Apoptotic markers induced by lactoferrin on C. albicans cells. (A) Representative micrographs showing cells stained with TUNEL (row 1), DAPI (row 2), and FITC-annexin V (row 3) to detect DNA strand breakage, fragmented nuclei, and phosphatidylserine externalization, respectively. Subpanels g and h show augmented micrographs displaying DAPI-stained cells with abnormal (g) and normal (h) round compact nuclei (control). Subpanel k shows PI staining. The cells were previously treated with lactoferrin (b, f, g, and j) or not treated (control) (d and h).
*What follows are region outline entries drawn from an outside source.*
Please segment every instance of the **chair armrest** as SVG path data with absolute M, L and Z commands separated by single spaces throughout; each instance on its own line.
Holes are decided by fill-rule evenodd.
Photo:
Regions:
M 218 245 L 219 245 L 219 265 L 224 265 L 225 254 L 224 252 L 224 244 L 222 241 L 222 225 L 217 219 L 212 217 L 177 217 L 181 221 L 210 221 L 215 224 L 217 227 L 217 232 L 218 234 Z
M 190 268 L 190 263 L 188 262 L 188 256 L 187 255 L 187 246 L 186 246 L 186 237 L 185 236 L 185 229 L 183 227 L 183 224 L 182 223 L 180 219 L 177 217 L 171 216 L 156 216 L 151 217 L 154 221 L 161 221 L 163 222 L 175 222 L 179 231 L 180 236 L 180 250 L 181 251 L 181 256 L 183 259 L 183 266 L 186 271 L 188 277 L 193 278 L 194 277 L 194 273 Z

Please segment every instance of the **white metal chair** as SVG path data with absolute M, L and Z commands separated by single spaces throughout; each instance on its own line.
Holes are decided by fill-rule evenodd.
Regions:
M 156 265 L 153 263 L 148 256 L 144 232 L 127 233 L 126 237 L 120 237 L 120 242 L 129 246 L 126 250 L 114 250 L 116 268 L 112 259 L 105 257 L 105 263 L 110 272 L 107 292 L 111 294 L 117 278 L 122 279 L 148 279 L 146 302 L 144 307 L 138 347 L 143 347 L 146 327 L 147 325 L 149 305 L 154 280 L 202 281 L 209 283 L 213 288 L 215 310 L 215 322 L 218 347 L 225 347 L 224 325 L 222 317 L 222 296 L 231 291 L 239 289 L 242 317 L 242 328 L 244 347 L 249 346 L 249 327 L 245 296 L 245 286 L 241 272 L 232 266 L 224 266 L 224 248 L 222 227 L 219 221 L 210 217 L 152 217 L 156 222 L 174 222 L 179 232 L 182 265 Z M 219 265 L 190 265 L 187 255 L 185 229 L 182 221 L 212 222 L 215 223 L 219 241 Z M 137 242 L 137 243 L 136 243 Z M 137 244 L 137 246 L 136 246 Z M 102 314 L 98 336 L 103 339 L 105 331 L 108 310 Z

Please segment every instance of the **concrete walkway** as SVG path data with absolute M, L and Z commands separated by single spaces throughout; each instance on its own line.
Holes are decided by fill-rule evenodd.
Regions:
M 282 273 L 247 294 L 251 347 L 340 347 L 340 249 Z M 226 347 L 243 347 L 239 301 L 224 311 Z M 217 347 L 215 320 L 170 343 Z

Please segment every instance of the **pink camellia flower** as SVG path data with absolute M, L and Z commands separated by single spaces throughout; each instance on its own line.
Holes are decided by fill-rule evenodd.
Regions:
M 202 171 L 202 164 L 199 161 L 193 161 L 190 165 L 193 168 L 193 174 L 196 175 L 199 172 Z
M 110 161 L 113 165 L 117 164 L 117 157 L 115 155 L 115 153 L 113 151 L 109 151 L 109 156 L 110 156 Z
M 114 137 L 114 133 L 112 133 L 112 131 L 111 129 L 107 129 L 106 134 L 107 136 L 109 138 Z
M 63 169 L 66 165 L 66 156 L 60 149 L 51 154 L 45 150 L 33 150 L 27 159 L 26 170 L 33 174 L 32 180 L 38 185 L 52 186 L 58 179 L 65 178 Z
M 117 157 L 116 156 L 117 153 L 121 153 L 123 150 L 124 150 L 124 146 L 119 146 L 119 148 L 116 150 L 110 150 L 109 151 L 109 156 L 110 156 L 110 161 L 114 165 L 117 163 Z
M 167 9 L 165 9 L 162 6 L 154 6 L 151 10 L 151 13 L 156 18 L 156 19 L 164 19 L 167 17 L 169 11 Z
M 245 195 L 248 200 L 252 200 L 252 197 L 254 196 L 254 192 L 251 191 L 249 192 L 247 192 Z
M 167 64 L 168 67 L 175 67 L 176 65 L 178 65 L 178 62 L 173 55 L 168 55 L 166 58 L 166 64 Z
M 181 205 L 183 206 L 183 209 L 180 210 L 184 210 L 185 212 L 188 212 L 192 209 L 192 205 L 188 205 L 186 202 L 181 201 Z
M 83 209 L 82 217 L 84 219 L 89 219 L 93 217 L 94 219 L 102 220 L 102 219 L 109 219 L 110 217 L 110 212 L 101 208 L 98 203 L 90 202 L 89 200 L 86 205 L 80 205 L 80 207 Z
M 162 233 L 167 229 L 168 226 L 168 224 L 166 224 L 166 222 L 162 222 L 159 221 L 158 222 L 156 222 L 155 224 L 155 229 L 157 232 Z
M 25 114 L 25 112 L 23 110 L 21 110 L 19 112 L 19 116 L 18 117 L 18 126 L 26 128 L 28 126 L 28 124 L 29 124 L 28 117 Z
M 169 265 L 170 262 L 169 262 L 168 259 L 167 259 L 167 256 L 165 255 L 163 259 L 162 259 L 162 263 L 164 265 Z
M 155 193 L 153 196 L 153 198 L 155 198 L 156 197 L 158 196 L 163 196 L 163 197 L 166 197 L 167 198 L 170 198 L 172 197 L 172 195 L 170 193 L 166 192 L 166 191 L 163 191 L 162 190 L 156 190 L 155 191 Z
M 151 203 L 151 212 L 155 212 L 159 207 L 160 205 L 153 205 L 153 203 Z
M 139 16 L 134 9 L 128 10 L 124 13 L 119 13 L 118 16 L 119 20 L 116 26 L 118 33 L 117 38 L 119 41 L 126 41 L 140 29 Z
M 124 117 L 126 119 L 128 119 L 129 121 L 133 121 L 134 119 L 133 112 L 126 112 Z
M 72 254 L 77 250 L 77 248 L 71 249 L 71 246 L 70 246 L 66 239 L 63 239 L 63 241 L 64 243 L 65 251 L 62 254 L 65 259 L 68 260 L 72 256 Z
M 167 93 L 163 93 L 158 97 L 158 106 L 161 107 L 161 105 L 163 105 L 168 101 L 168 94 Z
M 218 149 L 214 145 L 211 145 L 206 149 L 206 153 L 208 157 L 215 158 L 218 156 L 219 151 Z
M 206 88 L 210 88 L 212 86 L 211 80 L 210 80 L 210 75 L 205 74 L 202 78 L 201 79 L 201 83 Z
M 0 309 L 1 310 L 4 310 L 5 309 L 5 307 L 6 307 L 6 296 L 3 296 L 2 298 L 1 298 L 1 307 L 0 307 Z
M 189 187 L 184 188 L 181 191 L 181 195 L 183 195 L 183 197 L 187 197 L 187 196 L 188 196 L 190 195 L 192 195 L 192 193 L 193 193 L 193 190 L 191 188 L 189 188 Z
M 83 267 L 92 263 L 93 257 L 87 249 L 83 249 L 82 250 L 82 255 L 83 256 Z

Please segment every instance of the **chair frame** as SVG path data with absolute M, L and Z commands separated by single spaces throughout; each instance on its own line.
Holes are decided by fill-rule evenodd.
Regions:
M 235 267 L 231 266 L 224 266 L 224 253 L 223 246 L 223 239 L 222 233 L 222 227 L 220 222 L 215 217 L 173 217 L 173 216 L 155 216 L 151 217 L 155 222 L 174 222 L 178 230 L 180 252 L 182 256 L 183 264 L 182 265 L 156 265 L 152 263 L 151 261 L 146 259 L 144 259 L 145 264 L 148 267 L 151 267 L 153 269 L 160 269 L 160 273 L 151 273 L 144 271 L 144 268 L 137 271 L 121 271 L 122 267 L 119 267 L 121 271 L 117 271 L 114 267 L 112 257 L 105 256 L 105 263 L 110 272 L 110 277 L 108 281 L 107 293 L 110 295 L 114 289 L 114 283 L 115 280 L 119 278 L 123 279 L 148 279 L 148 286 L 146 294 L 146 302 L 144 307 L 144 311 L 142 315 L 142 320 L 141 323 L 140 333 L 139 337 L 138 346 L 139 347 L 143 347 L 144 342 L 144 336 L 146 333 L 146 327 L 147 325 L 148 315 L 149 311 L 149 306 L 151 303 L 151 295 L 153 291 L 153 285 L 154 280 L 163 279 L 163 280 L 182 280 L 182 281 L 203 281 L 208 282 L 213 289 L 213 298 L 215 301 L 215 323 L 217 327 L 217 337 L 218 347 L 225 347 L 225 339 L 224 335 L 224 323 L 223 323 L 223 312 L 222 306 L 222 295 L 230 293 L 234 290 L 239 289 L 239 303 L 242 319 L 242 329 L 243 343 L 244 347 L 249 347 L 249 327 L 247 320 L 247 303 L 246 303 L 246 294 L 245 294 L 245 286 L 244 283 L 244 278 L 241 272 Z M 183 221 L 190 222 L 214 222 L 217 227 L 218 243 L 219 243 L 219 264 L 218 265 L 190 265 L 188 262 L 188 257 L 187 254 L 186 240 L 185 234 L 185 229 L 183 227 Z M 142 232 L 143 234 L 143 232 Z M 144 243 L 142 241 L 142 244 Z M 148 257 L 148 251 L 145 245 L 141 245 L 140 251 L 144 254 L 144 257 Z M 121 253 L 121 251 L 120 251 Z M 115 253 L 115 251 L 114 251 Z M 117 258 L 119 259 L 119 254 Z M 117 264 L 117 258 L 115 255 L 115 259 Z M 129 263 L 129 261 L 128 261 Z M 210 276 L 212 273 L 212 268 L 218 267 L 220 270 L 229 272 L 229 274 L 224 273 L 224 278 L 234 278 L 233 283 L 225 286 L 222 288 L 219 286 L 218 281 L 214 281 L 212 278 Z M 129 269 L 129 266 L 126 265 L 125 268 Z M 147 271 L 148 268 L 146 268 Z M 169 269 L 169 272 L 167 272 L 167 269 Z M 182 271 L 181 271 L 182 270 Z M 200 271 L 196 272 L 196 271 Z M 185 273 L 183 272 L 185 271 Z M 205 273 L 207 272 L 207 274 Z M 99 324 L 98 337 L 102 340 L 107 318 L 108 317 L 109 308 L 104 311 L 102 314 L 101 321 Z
Subpanels a, c, e, and i are phase-contrast micrographs. (B) Lactoferrin-treated cells exhibiting apoptotic markers. ROS+, TUNEL+, F.N.+, and PI+ refer to the percentage of cells (± the standard deviation) exhibiting DHR-123 fluorescence, a positive TUNEL reaction, fragmented nuclei, and PI staining, respectively. Bar, 5 μm.

FIG. 2.

ROS accumulation in lactoferrin-treated C. albicans cells. (A) Fluorescence and phase-contrast micrographs showing cells stained with DHR-123 previously treated with rhLf or H₂O₂ (positive control). Bar, 5 μm. (B) Flow cytometric analysis of C. albicans cells treated with rhLf or H₂O₂ (positive control) incubated with DHR-123. NAC, cells preincubated (10 min, 30°C) with the antioxidant agent NAC (5 mM) prior to rhLf exposure. (C and D) Percentage of viability from cell suspensions treated with rhLf (5 μM) for 3 h that were preincubated with NAC (C) or precultured (1 h, 30°C) with menadione (D). *, P < 0.05 versus untreated controls; **, P < 0.01 versus untreated controls; ***, P < 0.001 versus untreated controls.

FIG. 3.

Effect of lactoferrin on mitochondrial transmembrane potential. C. albicans cells (10⁶ cells/ml) resuspended in 5 mM PPB were treated with 5 μM lactoferrin (rhLf) or 25 μM histatin 5 (positive control). The mitochondrial transmembrane potential was then measured at different times using 10 μM Rh-123; Rh-123 fluorescence quenching was measured by flow cytometry with excitation at 480 nm and emission at 530 nm.

FIG. 4.

Effect of protein synthesis inhibitors on lactoferrin activity. C. albicans cells were precultured with (A) 1 μg of sordarin (SOR)/ml or (B) 10 mg of erythromycin (ERY)/ml for 30 min and 24 h, respectively. Cell suspensions (10⁵ cells/ml) in 5 mM PPB were then treated with 1.25, 2.5, or 5 μM rhLf for 3 h, and appropriate dilutions were plated onto SDB plates. After incubation at 30°C for 24 to 48 h, the colonies were counted to determine the number of viable cells on each plate. (C) Cytochrome spectra of cells treated with erythromycin (ERY) or not treated (control). The absorption maxima for cytochromes a+a₃, b, and c are 602, 564, and 550 nm, respectively. The data are expressed as means ± the standard deviation of three independent assays. *, P < 0.05 versus untreated controls; ***, P < 0.001 versus untreated controls.

FIG. 5.

Effect of ion channel blocking agents on lactoferrin activity. (A and B) Cytoprotective effect on C. albicans cells preincubated with TEA (A) and other K⁺ or Cl⁻ channel blocking agents (B) before treatment with 5 μM lactoferrin. (C) Time course of K⁺ efflux from lactoferrin-treated cells preincubated (10 min) with or without 10 mM TEA. Nystatin (100 μg/ml) was used as a positive control of K⁺ release. (D) Time-kill curve of lactoferrin-treated cells. The K⁺ channel blocking agent TEA (10 mM) was added before (−15 min) or after (+5 and +15 min) lactoferrin addition. The data are expressed as means ± the standard deviation of three independent assays. *, P < 0.05 versus untreated controls; ***, P < 0.001 versus untreated controls.